Potrebbero nascere nuovi trattamenti per l'Alzheimer grazie alla scoperta di un meccanismo fondamentale della malattia. Un gruppo di ricercatori della City University di New York coordinato da Pinar Ayata ha evidenziato il duplice ruolo delle cellule immunitarie della microglia, che oltre a proteggere il sistema nervoso centrale, in caso di stress possono anche produrre sostanze tossiche che peggiorano la neurodegenerazione caratteristica dell'Alzheimer.
I primi test su modello murino mostrano che bloccare il meccanismo di risposta allo stress o impedire la produzione delle sostanze tossiche porta a un miglioramento evidente dei sintomi.
Le cellule della microglia costituiscono la prima e principale difesa del sistema nervoso centrale, muovendosi costantemente alla ricerca di potenziali minacce. Rappresentano il 7-10 per cento di tutte le cellule cerebrali e sono fondamentali per mantenere l'organo pulito. Le microglia sono considerate una sorta di spazzino del sistema nervoso centrale, occupandosi peraltro anche della difesa immunitaria del cervello. Rimuovono i neuroni che non comunicano in maniera corretta, eliminano i radicali liberi e le proteine anomale.

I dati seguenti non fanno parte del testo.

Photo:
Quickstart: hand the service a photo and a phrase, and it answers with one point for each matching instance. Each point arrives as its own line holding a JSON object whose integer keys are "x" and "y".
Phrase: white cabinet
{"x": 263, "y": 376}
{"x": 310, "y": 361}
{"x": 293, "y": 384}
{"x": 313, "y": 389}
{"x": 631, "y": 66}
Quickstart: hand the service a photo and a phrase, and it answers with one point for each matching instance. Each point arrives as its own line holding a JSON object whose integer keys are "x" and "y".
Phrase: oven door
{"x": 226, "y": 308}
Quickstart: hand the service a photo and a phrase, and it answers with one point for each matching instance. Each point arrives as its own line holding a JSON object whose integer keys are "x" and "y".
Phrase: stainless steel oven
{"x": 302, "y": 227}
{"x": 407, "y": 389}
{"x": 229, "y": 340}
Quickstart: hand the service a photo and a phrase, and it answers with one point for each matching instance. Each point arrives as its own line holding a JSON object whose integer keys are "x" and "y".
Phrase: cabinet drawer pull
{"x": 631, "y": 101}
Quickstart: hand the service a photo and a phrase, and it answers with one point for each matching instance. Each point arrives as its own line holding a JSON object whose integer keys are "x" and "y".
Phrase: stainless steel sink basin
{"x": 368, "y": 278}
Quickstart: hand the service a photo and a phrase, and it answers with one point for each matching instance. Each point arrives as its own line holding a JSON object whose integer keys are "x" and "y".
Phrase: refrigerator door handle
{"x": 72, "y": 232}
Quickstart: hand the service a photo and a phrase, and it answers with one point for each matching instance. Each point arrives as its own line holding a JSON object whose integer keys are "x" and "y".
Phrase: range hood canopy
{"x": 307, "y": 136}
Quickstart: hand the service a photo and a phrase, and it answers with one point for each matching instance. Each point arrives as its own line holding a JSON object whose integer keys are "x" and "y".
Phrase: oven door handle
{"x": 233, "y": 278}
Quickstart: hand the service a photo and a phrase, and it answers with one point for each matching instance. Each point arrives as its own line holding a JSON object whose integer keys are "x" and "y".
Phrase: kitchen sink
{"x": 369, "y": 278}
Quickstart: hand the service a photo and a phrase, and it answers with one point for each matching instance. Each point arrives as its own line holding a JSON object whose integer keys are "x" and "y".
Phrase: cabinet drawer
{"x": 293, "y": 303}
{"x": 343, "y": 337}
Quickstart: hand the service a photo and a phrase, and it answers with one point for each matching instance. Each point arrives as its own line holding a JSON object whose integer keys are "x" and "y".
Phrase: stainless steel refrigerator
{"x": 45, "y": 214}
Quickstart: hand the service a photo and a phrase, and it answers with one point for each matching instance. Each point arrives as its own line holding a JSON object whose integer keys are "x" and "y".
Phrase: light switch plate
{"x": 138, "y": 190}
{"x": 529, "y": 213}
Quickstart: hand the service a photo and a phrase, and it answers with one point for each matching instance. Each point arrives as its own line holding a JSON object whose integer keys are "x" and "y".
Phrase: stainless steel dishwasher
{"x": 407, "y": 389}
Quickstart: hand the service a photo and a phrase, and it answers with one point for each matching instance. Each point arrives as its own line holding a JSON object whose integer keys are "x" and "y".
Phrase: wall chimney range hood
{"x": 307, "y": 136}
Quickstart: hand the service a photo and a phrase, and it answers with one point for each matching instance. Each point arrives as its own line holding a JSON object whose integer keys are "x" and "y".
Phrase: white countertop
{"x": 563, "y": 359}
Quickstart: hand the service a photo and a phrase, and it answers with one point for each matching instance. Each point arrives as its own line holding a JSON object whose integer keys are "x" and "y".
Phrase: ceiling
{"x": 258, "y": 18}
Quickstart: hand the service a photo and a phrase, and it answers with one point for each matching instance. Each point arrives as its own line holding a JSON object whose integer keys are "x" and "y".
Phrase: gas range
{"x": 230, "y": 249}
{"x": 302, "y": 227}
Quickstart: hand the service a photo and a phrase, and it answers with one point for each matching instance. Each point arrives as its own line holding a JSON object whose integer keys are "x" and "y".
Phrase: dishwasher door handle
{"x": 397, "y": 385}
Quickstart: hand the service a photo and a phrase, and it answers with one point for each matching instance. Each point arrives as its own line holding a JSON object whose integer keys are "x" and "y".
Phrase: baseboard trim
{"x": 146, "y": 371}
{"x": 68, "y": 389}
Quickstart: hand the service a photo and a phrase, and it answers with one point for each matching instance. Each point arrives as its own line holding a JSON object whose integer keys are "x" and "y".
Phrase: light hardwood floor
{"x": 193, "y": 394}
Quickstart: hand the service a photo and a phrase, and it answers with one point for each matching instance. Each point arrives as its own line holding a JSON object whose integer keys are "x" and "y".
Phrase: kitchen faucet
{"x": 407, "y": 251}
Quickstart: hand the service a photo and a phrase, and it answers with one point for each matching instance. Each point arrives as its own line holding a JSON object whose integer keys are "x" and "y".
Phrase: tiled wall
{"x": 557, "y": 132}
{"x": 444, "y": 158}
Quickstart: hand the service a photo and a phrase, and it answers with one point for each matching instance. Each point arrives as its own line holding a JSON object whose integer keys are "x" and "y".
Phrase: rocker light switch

In caso di minaccia, si innesca un processo infiammatorio volto a eliminare il pericolo. In alcuni casi, però, la microglia funziona male e l'infiammazione può diventare cronica, portando all'eliminazione anche di cellule sane.
I ricercatori hanno analizzato post-mortem i campioni di tessuto cerebrale di persone affette da Alzheimer, scoprendo che non tutte le cellule microgliari svolgono un ruolo protettivo. Alcune sono infatti nocive e producono in caso di stress piccole molecole tossiche costituite da grassi che danneggiano alcune cellule fondamentali del cervello.
Queste “dark microglia”, come le hanno definite gli autori, sono state rilevate in misura doppia nelle persone malate rispetto a soggetti sani della stessa età. Lo stesso meccanismo è stato studiato sui topi, provando a fermarne l'attivazione o la sintesi della molecola tossica. In entrambi i casi l'intervento è sembrato efficace, proteggendo i neuroni e impedendo l'accumulo della proteina tau nel cervello, la firma dell'Alzheimer. «Questi risultati rivelano un legame cruciale tra stress
cellulare ed effetti tossici della microglia in modelli della malattia di Alzheimer», dice Anna Flury, prima firmataria dello studio insieme a Leen Aljayousi. «Colpire questo meccanismo - continua Flury - potrebbe portare a nuovi trattamenti farmacologici».
«I trattamenti potrebbero rallentare in maniera significativa, o persino fermare, la progressione della patologia - aggiunge Aljayousi - dando speranza a milioni di pazienti e alle loro famiglie».